Shame bled through his chest. This was his fault. He’d failed her.

“That’s it,” Lyon said to Kira as the line emptied. “Let’s go. You need to eat something.”

“I don’t want to eat.” Her voice was toneless. “I want to go home.”

“The wake…"

“I don’t care about the wake,” she said.

He nodded and took her arm.

He led her outside to the waiting limousine and Rurik jumped out to open the back door. Lyon had called in the bratva’s best surgeon, and Rurik had undergone a two-hour surgery in the warehouse on the riverfront. The conditions hadn’t been ideal — something Lyon would remedy when he was pakhan by setting up a proper medical unit out of sight of law enforcement — but Rurik had lived.

Kira slid into the limousine. Lyon moved to follow, then caught sight of Ivan headed his way.

He shut the door and met the man halfway. Ivan wasn’t getting any younger.

Ivan put a hand on his shoulder. “It was a beautiful service.”

“Yes,” Lyon said.

“I’ll see you at the wake?”

“Kira isn’t well,” Lyon said. “I’m taking her home.”

Ivan nodded, his expression grave. “Rest is what she needs.” He hesitated. “Musa has gone underground.”

“So I’ve heard.” Lyon had every resource he had on the man. He was going to find him and kill him, and this time it would be a slow and painful death, one Musa had earned for the grief Kira was suffering now.
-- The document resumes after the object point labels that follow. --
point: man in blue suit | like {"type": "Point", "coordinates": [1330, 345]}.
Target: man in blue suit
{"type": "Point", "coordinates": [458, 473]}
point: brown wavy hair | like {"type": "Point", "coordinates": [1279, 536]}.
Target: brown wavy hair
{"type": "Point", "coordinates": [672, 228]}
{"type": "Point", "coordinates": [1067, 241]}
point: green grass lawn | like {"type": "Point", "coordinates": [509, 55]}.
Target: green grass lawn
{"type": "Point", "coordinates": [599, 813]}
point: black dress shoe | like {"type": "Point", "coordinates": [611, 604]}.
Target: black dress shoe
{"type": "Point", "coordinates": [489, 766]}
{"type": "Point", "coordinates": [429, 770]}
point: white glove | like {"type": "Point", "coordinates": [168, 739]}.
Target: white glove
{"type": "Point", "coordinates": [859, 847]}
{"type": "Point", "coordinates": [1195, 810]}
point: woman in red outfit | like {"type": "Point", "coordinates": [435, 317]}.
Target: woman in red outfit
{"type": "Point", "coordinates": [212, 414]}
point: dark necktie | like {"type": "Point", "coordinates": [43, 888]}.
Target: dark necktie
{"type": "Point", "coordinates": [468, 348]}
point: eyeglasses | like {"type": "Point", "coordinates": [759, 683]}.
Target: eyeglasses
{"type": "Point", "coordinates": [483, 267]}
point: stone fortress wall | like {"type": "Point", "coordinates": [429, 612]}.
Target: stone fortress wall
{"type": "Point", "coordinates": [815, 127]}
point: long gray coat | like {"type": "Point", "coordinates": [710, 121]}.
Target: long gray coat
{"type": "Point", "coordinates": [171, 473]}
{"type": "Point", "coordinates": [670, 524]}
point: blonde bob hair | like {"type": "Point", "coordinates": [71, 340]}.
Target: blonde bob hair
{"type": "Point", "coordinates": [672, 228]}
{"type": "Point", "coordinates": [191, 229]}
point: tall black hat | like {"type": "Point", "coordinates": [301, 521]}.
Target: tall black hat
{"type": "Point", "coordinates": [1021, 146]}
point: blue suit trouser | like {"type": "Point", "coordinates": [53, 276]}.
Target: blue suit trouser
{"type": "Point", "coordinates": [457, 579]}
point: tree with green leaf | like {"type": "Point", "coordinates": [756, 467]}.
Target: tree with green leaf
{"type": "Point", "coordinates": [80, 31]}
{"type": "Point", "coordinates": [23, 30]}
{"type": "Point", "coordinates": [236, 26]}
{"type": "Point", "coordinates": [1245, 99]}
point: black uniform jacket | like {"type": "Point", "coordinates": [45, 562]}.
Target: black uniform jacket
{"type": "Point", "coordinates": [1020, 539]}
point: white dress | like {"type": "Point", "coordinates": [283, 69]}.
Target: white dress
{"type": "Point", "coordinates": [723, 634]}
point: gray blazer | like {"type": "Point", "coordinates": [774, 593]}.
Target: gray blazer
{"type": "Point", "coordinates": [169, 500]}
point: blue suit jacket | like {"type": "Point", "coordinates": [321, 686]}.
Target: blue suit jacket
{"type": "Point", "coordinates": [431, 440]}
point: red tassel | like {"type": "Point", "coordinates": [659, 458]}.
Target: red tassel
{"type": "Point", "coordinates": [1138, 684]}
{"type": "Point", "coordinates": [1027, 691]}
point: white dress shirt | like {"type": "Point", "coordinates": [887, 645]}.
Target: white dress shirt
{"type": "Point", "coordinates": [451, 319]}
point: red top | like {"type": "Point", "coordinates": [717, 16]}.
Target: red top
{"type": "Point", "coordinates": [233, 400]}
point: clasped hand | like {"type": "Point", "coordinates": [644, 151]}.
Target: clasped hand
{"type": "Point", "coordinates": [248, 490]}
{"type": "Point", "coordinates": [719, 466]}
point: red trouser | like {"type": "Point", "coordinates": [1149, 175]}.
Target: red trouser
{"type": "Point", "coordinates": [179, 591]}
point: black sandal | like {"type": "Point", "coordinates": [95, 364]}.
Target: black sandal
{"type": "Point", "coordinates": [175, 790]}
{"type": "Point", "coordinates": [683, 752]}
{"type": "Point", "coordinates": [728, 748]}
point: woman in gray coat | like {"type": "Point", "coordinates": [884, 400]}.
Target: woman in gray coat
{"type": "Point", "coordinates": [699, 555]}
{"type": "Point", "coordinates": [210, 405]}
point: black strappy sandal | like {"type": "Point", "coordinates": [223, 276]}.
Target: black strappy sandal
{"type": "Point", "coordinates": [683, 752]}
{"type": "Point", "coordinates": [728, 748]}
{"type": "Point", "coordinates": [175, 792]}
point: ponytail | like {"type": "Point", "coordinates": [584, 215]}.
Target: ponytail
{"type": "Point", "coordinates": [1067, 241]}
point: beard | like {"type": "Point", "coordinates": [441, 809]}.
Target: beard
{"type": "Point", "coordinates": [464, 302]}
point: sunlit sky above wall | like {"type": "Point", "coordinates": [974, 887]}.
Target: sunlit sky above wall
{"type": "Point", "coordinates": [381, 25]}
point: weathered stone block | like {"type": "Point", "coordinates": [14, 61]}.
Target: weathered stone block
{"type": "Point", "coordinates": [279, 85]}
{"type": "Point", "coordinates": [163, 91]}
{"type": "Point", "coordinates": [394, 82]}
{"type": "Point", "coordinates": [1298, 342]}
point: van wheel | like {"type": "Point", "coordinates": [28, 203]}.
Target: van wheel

“This buys you some time,” Ivan said. “I’ve gotten the other Spies to agree to a month’s reprieve. You’re still exiled, but they won’t convene a panel to decide your fate during that time.”

“And what of Musa?” Lyon asked, fighting to keep the hostility from his voice. “Will he be exiled for murdering a former pakhan?”

“Most certainly,” Ivan said. “It all puts us in quite a quandary.”

“I’m ready to assume leadership,” Lyon said. “I’m confident when the Spies look at all that’s happened, they’ll see that I’m most equipped for the position.”